Overview

Docker Model Runner

Docker Model Runner is a new experimental feature introduced in Docker Desktop for Mac 4.40+.
It provides a Docker-native experience for running Large Language Models (LLMs) locally, seamlessly integrating with existing container tooling and workflows.
The feature is specifically optimized to utilize Apple Silicon Mac's GPU resources for efficient model inference as of now.
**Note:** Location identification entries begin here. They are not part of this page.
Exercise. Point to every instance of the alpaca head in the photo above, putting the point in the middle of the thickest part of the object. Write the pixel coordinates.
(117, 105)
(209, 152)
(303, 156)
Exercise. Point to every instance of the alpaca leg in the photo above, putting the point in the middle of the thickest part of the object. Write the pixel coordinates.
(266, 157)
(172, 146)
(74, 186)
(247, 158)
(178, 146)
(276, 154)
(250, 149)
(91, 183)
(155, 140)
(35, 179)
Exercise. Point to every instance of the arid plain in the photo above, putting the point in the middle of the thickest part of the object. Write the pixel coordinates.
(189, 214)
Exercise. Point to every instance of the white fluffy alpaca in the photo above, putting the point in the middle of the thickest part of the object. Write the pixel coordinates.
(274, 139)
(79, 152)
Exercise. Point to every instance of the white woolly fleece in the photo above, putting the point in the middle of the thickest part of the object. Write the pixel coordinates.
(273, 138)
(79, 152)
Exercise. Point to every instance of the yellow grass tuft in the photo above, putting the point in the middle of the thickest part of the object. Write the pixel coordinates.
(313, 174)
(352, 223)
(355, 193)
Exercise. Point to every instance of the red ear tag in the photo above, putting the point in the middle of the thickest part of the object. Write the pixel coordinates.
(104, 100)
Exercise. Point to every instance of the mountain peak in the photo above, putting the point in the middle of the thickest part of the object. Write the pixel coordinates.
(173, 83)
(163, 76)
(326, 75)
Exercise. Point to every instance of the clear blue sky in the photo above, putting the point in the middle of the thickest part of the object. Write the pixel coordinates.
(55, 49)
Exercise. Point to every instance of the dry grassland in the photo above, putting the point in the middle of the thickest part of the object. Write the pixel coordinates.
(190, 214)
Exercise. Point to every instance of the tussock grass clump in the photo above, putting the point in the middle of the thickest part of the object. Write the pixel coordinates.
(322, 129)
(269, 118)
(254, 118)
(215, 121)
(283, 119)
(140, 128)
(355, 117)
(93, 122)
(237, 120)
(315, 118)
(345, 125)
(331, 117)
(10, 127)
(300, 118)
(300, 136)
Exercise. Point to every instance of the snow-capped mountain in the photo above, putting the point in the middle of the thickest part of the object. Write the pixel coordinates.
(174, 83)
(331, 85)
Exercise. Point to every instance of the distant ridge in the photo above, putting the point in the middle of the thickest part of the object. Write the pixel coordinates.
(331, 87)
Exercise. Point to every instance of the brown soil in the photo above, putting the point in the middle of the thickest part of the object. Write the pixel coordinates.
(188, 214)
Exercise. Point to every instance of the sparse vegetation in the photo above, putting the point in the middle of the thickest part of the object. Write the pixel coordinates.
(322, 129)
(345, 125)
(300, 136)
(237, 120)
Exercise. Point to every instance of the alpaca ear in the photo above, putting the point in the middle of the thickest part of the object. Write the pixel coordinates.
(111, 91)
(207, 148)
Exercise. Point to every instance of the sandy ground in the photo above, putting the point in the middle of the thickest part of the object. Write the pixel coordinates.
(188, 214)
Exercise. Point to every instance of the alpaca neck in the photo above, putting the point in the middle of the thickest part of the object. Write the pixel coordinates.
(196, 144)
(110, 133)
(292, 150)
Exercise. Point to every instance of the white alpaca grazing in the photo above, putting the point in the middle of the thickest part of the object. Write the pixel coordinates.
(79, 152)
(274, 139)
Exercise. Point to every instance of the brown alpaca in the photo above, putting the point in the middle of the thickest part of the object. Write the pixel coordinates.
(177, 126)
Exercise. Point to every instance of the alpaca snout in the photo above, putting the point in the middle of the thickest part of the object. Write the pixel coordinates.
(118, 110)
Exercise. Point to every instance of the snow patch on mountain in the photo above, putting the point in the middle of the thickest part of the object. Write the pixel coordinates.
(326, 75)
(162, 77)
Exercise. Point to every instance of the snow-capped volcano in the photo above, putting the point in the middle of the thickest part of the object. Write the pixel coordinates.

What problem does it solve?

With the Model Runner feature, Docker provides inference capabilities to developers on their laptop, and in the future in CI, allowing them to run LLM models locally. This is an important feature to help developing GenAI applications. The runner essentially provides GPU-accelerated inference engines that are accessible both through the Docker socket (/var/run/docker.sock) and via a TCP connection at model-runner.docker.internal:80.

New `docker model` CLI

Docker Desktop 4.40+ introduces docker model CLI as the first class-citizen. This means AI models are now treated as fundamental, well-supported objects within the Docker CLI, similar to how Docker already treats containers, images, and volumes.

docker model --help
Usage:  docker model COMMAND

Docker Model Runner

Commands:
  inspect     Display detailed information on one model
  list        List the available models that can be run with the Docker Model Runner
  pull        Download a model
  rm          Remove a model downloaded from Docker Hub
  run         Run a model with the Docker Model Runner
  status      Check if the Docker Model Runner is running
  version     Show the Docker Model Runner version

Run 'docker model COMMAND --help' for more information on a command.
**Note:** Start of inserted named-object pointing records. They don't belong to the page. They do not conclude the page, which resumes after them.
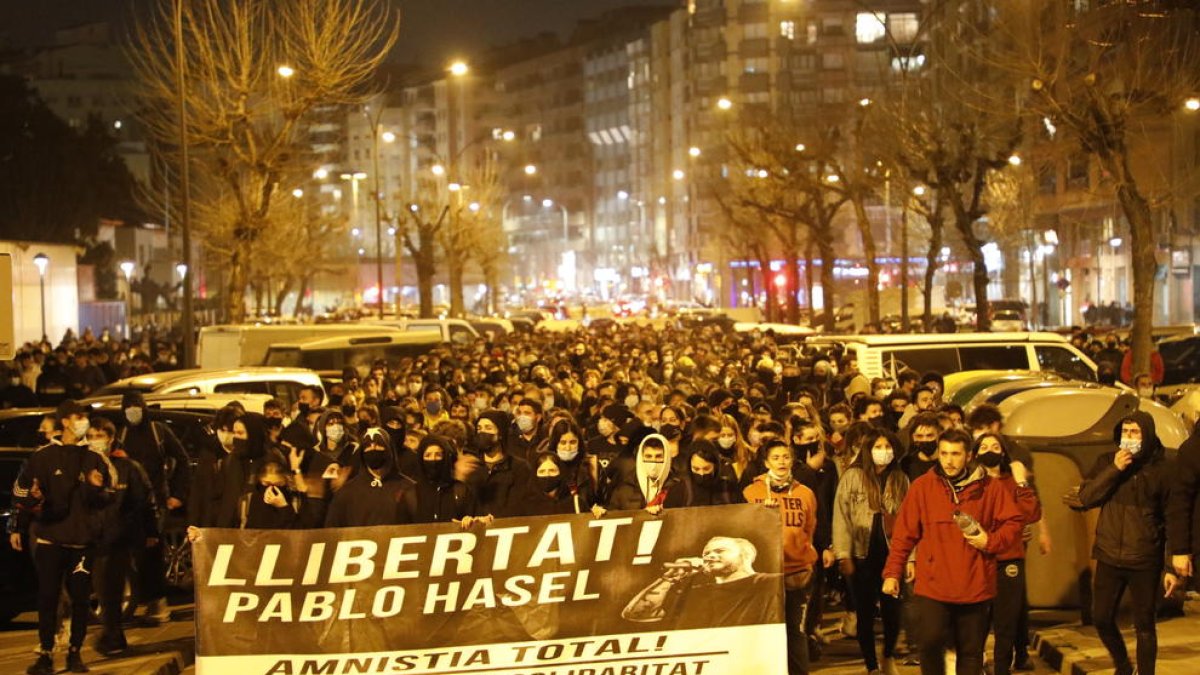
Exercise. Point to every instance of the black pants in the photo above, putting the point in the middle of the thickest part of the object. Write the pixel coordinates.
(868, 581)
(961, 626)
(149, 583)
(795, 605)
(1110, 585)
(54, 563)
(1007, 610)
(113, 568)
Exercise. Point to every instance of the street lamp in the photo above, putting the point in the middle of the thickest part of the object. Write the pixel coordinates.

By using this new CLI, developers can:

Pull models from registries (e,g Docker Hub)
Run models locally with GPU acceleration
Integrate models into their development workflows
Test GenAI applications during development without relying on external APIs

This capability is particularly valuable for developing and testing GenAI applications locally before deployment, allowing for faster iteration cycles and reduced dependency on cloud services during development.

Architecture of Docker Model Runner

modelrunner

With Docker Model Runner, the AI model DOES NOT run in a container. Instead, Docker Model Runner uses a host-installed inference server (llama.cpp for now) that runs natively on your Mac rather than containerizing the model. We do plan to support additional inference (i.e MLX) in future releases.

1. Host-level process:

Docker Desktop runs llama.cpp directly on your host machine This allows direct access to the hardware GPU acceleration on Apple Silicon

2. GPU acceleration:

By running directly on the host, the inference server can access Apple's Metal API This provides direct GPU acceleration without the overhead of containerization You can see the GPU usage in Activity Monitor when queries are being processed

3. Model Loading Process:

When you run docker model pull, the model files are downloaded from the Docker Hub These models are cached locally on the host machine's storage Models are dynamically loaded into memory by llama.cpp when needed

Note: Unlike traditional Docker containers that package large AI models with > the model runtime (which results in slow deployment), Model Runner separates > the model from the runtime, allowing for faster deployment.

Model Runner enables local LLM execution. It runs large language models (LLMs) directly on your machine rather than sending data to external API services. This means your data never leaves your infrastructure. All you need > to do is pull the model from Docker Hub and start integrating it with your application.